JAKARTA, KOMPAS.com - Dunia bisnis Indonesia kehilangan salah satu tokoh konglomerat properti paling berpengaruh, The Ning King.
Berita duka ini dikonfirmasi oleh Wakil Ketua Umum Apindo Sanny Iskandar.
"Ya benar, The Ning King meninggal dunia di Singapura," ujar Sanny kepada Kompas.com, Minggu (2/11/2025).
Baca juga: Sepenggal Cerita di Balik Patung Garuda Wisnu Kencana
The Ning King tutup usia di Singapura pada usia 94 tahun. Pendiri Kota Alam Sutera ini tercatat lahir pada 20 April 1931.
The Ning King meninggalkan istrinya tercinta, Lie Ang Sioe Nio, serta warisan bisnis raksasa di bawah payung Argo Manunggal Group.
Perjalanan kariernya yang hampir tujuh dekade mencakup transformasi luar biasa dalam lanskap ekonomi Indonesia.
Dari titik awal sebagai produsen benang dan kain di Jawa Tengah, The Ning King bertransformasi menjadi arsitek pembangunan urban yang mengubah kawasan suburban Jakarta.
Meskipun memiliki nama yang terkesan ningrat, The Ning King, sumber kekayaannya sepenuhnya berasal dari hasil kerja keras dan kecerdasan bisnis.
"The" adalah nama keluarganya, dan julukan yang lebih tepat untuknya adalah "Corporate Aristocrat".
Ungkapan ini sangat signifikan karena memperkuat narasi tentang seorang self-made man yang membangun kerajaan bisnisnya melalui diversifikasi strategis dan manajemen risiko yang ketat, bukan melalui hak keturunan.
Baca juga: Rahasia Alam Sutera Bikin Gen Z Terpincut Hunian Rp 600 Jutaan
Ketajaman dan keberanian The Ning King untuk beralih jalur bisnis, dari sektor manufaktur dasar ke properti terintegrasi dan pariwisata, menjelaskan mengapa kisah warisannya jauh lebih penting daripada sekadar kabar duka.
Dialah arsitek di balik kesuksesan PT Alam Sutera Realty Tbk (ASRI), yang tidak hanya membangun perumahan, tetapi juga menciptakan ekosistem hidup yang lengkap, serta meninggalkan jejak budaya monumental melalui Taman Garuda Wisnu Kencana (GWK) di Bali.

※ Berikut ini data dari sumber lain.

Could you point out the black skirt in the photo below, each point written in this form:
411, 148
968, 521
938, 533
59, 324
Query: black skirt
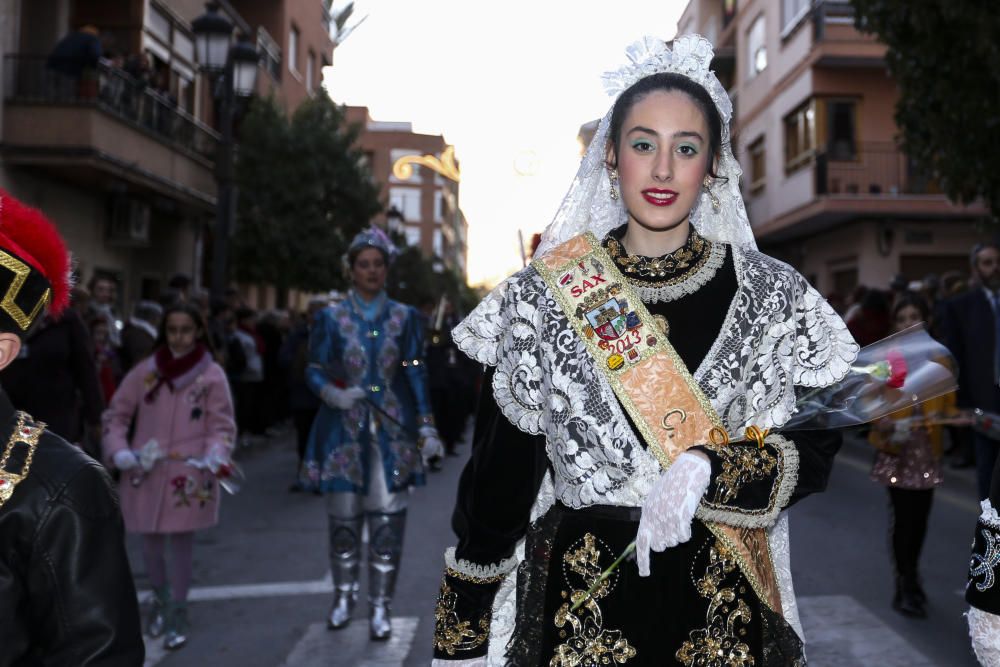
695, 608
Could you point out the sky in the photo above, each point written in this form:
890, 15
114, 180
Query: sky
508, 84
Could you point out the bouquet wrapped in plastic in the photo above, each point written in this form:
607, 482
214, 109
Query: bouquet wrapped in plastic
900, 371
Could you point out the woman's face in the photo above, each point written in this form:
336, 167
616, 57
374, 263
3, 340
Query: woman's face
906, 317
368, 271
182, 333
663, 156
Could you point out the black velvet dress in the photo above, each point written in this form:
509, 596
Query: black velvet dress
696, 608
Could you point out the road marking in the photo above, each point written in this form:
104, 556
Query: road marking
320, 647
244, 591
945, 495
841, 632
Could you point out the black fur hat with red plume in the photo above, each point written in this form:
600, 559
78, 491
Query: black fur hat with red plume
34, 267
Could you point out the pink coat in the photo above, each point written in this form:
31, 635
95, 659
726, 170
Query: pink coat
186, 422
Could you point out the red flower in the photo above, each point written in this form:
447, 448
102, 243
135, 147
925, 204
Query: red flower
897, 369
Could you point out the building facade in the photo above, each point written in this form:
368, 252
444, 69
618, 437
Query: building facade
826, 185
122, 156
424, 207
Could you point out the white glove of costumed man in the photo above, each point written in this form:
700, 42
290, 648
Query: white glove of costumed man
341, 399
125, 459
430, 443
669, 508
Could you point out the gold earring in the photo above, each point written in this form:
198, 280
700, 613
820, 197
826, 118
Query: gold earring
712, 197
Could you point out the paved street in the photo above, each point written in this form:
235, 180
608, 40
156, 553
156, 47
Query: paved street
262, 584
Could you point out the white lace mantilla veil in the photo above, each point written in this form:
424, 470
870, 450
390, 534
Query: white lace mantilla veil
588, 206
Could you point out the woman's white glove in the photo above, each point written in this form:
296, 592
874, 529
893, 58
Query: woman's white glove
125, 459
669, 508
984, 629
430, 443
341, 399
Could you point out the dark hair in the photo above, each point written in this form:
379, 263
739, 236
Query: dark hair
192, 311
978, 248
668, 81
352, 254
912, 299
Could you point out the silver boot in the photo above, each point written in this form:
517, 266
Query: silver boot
156, 619
176, 626
384, 550
345, 562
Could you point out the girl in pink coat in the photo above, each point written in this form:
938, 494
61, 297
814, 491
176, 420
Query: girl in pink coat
183, 434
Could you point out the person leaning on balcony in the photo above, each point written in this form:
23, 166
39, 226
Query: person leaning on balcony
66, 590
972, 332
74, 60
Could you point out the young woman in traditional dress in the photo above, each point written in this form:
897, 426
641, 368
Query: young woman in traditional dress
641, 369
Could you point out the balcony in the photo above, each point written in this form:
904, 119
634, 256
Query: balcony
876, 170
104, 128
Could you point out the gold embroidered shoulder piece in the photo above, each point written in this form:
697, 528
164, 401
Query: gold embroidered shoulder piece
26, 432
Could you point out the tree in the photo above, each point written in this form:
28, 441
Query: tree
945, 58
303, 194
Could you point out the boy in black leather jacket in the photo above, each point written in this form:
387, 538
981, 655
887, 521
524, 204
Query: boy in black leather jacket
66, 590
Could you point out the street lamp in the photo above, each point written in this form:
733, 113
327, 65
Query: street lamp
234, 66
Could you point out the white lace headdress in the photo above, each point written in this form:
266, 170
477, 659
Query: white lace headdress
588, 205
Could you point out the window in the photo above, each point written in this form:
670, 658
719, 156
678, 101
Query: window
792, 11
309, 71
800, 136
293, 50
407, 202
758, 165
438, 206
841, 143
756, 48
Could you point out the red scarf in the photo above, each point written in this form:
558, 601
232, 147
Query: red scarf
169, 367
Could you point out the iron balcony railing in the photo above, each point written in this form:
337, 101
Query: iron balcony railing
30, 80
876, 169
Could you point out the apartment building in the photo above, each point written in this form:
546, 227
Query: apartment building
424, 207
826, 185
123, 158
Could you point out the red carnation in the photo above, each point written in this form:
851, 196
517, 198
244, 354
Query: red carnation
27, 233
897, 369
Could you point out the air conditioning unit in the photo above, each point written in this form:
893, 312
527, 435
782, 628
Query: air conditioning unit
129, 221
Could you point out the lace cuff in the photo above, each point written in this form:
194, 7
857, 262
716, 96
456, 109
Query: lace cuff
474, 572
984, 631
462, 618
750, 485
982, 590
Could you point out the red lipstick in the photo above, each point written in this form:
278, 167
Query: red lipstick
659, 197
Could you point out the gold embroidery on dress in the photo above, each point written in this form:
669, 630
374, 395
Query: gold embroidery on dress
740, 466
590, 643
452, 634
718, 644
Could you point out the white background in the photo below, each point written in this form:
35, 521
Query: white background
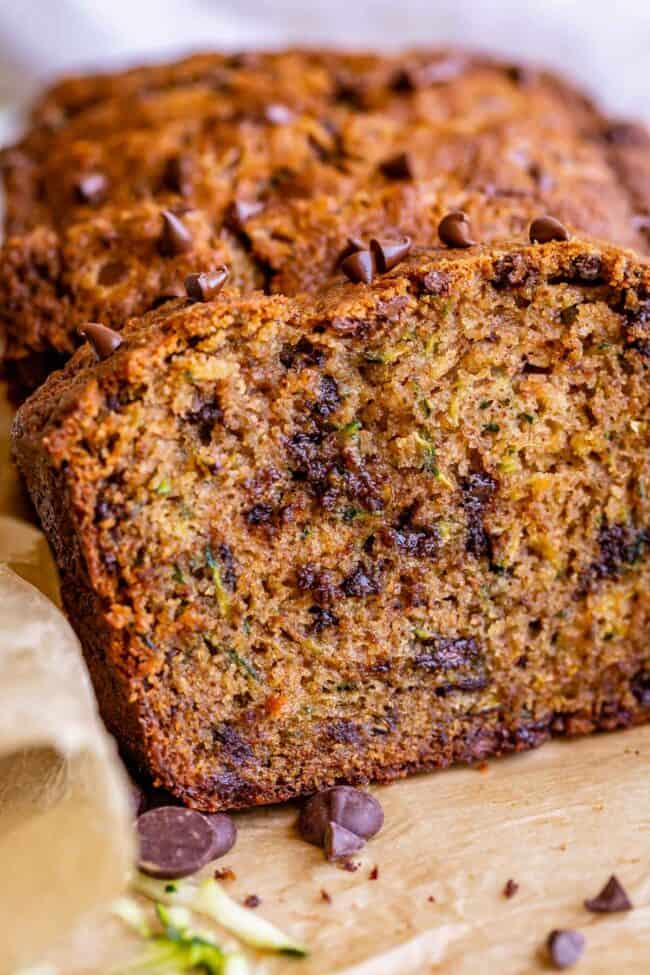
603, 44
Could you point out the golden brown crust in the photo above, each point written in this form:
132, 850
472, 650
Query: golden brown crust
107, 154
345, 537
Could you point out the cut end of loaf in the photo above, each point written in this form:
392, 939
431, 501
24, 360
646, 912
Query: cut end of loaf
307, 541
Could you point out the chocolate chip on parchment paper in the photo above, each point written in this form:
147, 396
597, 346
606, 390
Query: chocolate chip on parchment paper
565, 947
612, 898
354, 809
511, 888
340, 842
225, 834
173, 842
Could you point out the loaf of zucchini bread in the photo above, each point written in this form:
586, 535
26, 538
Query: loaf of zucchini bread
345, 537
267, 162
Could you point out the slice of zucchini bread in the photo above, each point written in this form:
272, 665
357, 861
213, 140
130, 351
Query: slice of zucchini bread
335, 539
267, 162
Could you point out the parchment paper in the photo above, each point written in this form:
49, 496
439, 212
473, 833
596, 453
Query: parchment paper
558, 821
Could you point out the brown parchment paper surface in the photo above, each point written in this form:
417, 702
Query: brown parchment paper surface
558, 821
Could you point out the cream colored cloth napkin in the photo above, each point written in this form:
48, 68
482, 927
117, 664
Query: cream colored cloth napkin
65, 839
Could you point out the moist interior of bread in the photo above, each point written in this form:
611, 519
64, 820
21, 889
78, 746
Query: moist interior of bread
336, 544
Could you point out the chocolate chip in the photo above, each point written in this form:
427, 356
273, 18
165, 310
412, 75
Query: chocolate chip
112, 272
177, 175
454, 230
175, 238
340, 842
239, 212
207, 285
353, 245
92, 188
565, 947
587, 268
103, 340
389, 253
436, 283
398, 167
278, 114
510, 888
173, 842
545, 229
359, 267
225, 834
611, 899
354, 809
224, 873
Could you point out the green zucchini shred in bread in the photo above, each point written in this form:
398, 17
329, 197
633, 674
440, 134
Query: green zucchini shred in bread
268, 162
365, 564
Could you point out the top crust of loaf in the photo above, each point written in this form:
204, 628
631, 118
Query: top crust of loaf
325, 146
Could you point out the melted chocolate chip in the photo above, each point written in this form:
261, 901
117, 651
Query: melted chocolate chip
360, 582
240, 212
510, 271
436, 283
353, 245
259, 514
103, 340
545, 229
398, 167
173, 842
565, 947
175, 238
353, 809
611, 899
389, 253
359, 267
329, 399
477, 490
206, 285
92, 188
322, 618
454, 230
302, 355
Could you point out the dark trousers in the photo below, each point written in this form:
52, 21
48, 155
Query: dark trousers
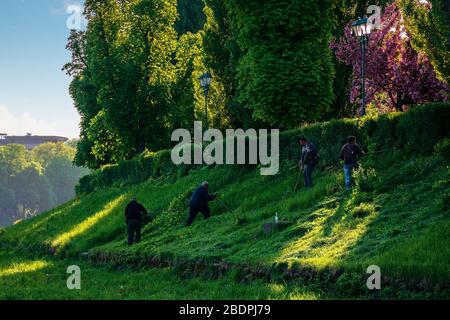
193, 211
307, 174
134, 231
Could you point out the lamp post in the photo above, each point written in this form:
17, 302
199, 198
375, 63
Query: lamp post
205, 81
361, 29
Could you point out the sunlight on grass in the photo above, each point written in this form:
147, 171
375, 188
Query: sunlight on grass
87, 224
327, 241
23, 268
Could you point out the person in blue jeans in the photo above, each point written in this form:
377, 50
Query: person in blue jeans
309, 159
350, 153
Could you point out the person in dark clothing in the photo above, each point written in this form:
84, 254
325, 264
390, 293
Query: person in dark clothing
199, 203
309, 159
133, 217
349, 153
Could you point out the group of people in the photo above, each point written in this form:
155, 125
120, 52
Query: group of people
309, 159
198, 202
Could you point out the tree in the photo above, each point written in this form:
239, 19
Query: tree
428, 22
34, 181
396, 75
285, 72
343, 12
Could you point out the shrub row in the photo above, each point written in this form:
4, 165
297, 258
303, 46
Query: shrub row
415, 132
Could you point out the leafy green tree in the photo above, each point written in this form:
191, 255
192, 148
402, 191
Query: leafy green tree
285, 73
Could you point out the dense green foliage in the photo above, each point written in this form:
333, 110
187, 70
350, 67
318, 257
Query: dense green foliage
191, 17
396, 217
430, 30
35, 181
395, 130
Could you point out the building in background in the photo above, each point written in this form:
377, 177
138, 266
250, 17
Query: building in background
29, 141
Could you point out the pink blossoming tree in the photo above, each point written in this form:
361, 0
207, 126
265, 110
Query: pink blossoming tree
396, 75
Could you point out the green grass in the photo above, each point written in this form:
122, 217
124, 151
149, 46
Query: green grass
397, 217
23, 277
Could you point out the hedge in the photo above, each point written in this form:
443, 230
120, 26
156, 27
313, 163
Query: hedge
415, 132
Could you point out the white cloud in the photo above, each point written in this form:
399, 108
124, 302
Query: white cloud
26, 123
62, 10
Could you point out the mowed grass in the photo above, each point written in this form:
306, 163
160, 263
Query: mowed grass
397, 217
23, 277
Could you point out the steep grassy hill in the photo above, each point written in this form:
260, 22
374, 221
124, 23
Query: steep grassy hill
397, 217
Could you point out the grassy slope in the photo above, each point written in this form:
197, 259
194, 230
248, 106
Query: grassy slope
398, 218
26, 277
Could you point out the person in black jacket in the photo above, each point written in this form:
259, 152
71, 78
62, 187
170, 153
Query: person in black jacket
308, 159
349, 153
133, 217
199, 203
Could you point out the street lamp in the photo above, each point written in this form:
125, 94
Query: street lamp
205, 81
361, 29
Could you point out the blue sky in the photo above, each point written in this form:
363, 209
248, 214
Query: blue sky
34, 93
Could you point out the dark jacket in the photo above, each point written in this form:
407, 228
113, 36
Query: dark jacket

Kisah The Ning King dimulai di Bandung, tempat kelahiran pada tahun 1931. Lebih dari dua dekade setelah ayahnya beremigrasi dari Fujian, China, The Ning King memutuskan untuk pindah ke Jakarta pada usia 17 tahun, di mana ayahnya telah membuka toko tekstil.
Setelah menimba ilmu bisnis dari ayahnya, dia menunjukkan ambisi yang lebih besar, memimpinnya untuk membuka pabrik tekstil pertamanya di Salatiga, Jawa Tengah, pada tahun 1961.
Bisnis tekstil ini berkembang pesat. The Ning King menambah sejumlah pabrik di berbagai lokasi di Jawa, menguasai seluruh jaringan produksi mulai dari benang hingga kain, yang digunakan untuk pakaian, kantong tidur, hingga tenda.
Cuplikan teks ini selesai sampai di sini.